PTX can be generated in runtime with https://github.com/szagoruyko/nvrtc.torch

Short example:

local kernel = [[
extern "C" __global__
void kernel(float *a, int n)
{
  int tx = blockIdx.x*blockDim.x + threadIdx.x;
  if(tx < n)
  a[tx] *= 2.f;
}
]]

local ptx = nvrtc.compileReturnPTX(kernel)
local a = torch.randn(32):cuda()
local b = a:clone()
cutorch.launchPTX(ptx, 'kernel', {a, {'int', a:numel()}}, {1}, {32})

apply1

Applies provided operator to a tensor:

function CudaTensor.apply1(self, op)

op has to be a lua string assigning a value to variable 'x'. CUDA built-in device functions can be used, see CUDA documentation for more information.
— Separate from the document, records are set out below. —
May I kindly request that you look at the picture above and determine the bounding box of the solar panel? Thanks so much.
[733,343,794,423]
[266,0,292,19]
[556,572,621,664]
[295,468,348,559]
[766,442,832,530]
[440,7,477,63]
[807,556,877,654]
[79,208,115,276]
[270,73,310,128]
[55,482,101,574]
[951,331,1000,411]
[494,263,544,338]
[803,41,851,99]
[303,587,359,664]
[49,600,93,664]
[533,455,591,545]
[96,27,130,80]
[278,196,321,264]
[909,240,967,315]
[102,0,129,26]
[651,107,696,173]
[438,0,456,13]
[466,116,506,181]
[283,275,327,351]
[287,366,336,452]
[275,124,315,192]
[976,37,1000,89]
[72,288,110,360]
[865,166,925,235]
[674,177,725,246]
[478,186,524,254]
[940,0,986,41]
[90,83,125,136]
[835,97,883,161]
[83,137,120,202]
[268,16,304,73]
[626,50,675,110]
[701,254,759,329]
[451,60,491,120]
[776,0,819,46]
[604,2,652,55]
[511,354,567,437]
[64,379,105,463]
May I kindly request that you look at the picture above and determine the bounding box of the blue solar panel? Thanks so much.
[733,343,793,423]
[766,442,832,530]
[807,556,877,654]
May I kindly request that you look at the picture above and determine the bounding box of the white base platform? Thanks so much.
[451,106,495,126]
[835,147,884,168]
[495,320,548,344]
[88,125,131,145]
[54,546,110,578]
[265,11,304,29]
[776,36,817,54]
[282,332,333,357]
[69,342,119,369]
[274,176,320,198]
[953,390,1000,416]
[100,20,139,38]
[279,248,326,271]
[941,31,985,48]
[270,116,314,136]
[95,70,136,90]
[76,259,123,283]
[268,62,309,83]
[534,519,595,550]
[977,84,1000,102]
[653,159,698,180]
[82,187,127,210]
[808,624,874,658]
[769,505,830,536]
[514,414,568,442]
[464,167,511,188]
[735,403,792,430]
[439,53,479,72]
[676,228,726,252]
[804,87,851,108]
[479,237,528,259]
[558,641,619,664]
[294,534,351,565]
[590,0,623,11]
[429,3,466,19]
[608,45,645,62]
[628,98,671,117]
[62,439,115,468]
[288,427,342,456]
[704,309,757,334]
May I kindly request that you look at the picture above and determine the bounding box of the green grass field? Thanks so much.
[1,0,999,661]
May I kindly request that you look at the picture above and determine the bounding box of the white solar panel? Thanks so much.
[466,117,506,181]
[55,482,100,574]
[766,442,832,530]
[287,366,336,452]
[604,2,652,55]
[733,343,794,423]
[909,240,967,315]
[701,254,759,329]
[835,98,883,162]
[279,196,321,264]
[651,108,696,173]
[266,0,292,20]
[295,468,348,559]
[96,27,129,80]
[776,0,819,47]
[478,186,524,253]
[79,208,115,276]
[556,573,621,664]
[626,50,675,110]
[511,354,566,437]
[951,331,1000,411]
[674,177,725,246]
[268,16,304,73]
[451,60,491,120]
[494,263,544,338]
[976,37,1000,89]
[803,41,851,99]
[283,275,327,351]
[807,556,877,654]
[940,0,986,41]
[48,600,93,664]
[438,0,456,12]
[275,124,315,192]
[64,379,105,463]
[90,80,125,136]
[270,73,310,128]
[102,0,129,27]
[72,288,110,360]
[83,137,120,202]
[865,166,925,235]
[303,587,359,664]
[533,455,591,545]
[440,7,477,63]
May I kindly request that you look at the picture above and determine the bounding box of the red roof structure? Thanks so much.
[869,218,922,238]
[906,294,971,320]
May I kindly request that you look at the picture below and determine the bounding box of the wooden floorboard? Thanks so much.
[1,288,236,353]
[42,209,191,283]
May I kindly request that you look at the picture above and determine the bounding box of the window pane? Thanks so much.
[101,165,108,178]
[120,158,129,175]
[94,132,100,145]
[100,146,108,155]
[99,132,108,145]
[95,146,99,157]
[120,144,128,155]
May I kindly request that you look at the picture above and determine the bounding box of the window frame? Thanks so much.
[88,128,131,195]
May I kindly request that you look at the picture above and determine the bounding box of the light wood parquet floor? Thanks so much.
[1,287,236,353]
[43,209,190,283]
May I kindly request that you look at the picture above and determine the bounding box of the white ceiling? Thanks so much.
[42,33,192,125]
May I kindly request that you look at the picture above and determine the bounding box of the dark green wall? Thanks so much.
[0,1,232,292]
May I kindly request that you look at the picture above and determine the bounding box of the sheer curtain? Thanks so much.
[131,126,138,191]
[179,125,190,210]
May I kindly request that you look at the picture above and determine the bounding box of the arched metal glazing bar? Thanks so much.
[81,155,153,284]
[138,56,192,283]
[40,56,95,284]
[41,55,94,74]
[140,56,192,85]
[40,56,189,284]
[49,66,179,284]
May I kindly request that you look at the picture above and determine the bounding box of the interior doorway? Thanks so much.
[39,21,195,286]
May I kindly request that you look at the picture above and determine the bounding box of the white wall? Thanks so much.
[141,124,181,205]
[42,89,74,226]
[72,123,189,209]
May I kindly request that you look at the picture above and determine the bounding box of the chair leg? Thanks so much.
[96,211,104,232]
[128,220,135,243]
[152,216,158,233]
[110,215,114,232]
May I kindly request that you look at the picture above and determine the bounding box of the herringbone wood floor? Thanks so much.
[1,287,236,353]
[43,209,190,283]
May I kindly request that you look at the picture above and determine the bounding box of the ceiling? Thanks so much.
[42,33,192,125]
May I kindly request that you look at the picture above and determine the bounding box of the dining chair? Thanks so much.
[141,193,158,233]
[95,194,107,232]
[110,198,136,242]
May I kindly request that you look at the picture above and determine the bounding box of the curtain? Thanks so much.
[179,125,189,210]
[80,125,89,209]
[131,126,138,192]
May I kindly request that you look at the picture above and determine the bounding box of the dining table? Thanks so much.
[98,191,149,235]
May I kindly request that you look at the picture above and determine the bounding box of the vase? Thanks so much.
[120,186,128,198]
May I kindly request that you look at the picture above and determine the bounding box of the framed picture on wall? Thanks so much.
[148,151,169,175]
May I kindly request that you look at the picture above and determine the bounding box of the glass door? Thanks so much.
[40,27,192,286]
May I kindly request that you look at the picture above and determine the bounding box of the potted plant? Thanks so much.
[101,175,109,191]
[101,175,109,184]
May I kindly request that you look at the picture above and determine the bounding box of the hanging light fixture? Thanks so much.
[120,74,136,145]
Multiline ops supported, has to be separated with ; Both contiguous and non-contiguous tensors are valid. First call to any apply operation takes about 0.5s, then the compiled code is cached and other calls are fast.

apply2

Applies provided operator using two tensors:

function CudaTensor.apply2(self, a, op)

op has to use 'x' and 'y' - self and a tensors. Can assign values to both tensors. See apply1 for properties.

apply3

Applies provided operator using three tensors:

function CudaTensor.apply3(self, a, b, op)

op has to use 'x', 'y' and 'z' - self, a and b tensors. Can assign values to all three tensors. See apply1 for properties.